If you’re looking for a sunshine holiday in a tranquil, unspoilt beauty spot, you might consider Ithaka for your next summer holiday.  One of the smallest of the Ionian Islands, it is separated from Kefalonia by a narrow channel.

In reality, Ithaka is virtually two islands, separated by a narrow ridge. The western side of the island is fairly rugged, but the eastern side is fertile, with numerous small bays and sheltered harbours, which were once the haunt of bloodthirsty pirates (don’t worry they are long gone!).

Ithaka’s main claim to fame is that it is reputedly the birthplace of Odysseus.  Several locations mentioned in Homer’s Odyssey, including Laertes’ Field, the Cave of Nymphs and Arethusa’s Spring are supposedly found on the island.

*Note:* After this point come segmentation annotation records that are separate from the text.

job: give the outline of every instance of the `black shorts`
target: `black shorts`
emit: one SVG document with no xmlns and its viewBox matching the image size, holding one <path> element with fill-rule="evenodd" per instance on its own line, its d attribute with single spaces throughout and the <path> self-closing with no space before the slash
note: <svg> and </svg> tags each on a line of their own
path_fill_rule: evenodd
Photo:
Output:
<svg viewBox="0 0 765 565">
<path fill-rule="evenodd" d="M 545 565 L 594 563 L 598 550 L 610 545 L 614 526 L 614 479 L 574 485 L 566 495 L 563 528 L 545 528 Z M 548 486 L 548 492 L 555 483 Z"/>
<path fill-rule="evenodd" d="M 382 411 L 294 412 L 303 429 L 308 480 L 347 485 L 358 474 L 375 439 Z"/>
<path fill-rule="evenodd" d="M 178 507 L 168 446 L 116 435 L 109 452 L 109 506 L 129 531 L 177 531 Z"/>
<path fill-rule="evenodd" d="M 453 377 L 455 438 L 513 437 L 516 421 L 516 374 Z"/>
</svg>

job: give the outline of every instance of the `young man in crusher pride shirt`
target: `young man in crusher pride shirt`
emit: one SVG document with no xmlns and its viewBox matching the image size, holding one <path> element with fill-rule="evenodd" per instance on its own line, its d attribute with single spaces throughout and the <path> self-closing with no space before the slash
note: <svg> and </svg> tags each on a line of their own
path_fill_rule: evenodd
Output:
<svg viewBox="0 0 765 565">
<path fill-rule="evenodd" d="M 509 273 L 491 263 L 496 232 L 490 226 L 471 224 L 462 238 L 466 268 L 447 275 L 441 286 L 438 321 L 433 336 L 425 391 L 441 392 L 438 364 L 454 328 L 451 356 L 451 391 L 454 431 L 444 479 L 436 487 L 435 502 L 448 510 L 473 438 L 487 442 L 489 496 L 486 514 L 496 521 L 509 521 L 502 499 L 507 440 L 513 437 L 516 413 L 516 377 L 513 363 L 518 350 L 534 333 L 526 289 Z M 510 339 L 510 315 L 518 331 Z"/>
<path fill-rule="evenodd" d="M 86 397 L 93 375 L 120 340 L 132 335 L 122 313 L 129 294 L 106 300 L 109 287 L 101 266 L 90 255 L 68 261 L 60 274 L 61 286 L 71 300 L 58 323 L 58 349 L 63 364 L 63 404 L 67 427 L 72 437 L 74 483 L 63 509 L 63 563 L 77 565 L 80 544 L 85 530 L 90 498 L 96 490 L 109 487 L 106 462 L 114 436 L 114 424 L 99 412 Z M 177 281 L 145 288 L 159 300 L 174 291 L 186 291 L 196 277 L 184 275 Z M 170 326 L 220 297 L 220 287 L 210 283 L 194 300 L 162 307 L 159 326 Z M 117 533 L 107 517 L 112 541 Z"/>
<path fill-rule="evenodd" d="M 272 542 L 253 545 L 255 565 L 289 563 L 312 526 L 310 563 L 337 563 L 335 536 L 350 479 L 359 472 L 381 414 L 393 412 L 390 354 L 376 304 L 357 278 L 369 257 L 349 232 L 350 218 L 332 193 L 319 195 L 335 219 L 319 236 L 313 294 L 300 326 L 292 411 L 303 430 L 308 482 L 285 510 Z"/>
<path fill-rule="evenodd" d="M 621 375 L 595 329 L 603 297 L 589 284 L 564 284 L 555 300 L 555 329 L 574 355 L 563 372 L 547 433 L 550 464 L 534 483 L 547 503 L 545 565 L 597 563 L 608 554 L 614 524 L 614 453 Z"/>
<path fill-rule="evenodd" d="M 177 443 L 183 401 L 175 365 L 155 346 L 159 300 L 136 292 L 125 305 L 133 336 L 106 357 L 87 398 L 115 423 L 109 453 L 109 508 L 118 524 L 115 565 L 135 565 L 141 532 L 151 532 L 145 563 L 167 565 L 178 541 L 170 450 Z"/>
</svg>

The capital is Vathy, a small, thriving port in the southern part of the island, overshadowed by Mount Neritos. It’s not really a tourist resort, although there are several hotels, and the waterfront is lined with tavernas and kafenions. This is one of the most spectacular natural harbours in Greece, with a narrow entrance resembling a fjord. Vathy was once a Venetian settlement, and the remains of their gun emplacements still guard the two headlands. The town is characterised by narrow alleyways and stepped paths, lined with the ruins of Venetian buildings destroyed in the 1953 earthquake, which have been taken over by trailing wisteria.

There are numerous picturesque towns and villages and over 100 beaches, some of which are only accessible by boat. One can hire a car from Kefalonia in order to properly explore the island. However, it is also possible to book a week’s organised walking tour with a local guide.

Kioni, in the north, is the largest resort. Built on a hillside, overlooking a harbour which, in summer, is filled with luxury yachts, it has elegant Venetian buildings and authentic Greek cafes and tavernas serving local cuisine. Three ruined windmills overlook the town from the top of the promontory.

Other popular seaside resorts are Polis, one of the few beaches equipped with sunbeds and parasols, and from where one can take boat trips around the island; Frikes, a charming fishing village nestling around a picturesque harbour; and Filiatro Bay with a pretty pebble beach that enjoys all-day sunshine and is ideal for swimming and snorkelling with its warm, shallow waters.

Some other places on the island that merit a visit can best be seen on a car tour.

Exoghi is one of the island’s oldest villages, and is chocolate box-pretty, with breathtaking views over Aphales Bay. Captivating views are also available from the bell tower of the 16th century monastery of Kathara on the slopes of Mt Neritos. From here one can stare out across the Gulf of Corinth to the Peloponnese Mountains. Just along the road is Anoghi, an isolated village which has an unexpectedly magnificent set of 15th century frescoes in its church.

Accommodation is available in small hotels, private villas or apartments, and there is a small campsite at Filiatro Bay. The island has no airport, so visitors have to come in by ferry from Athens, Kefalonia or Corfu. However, the trip is well worth while. So if you’re planning on visiting Greece anytime soon make sure to check it out.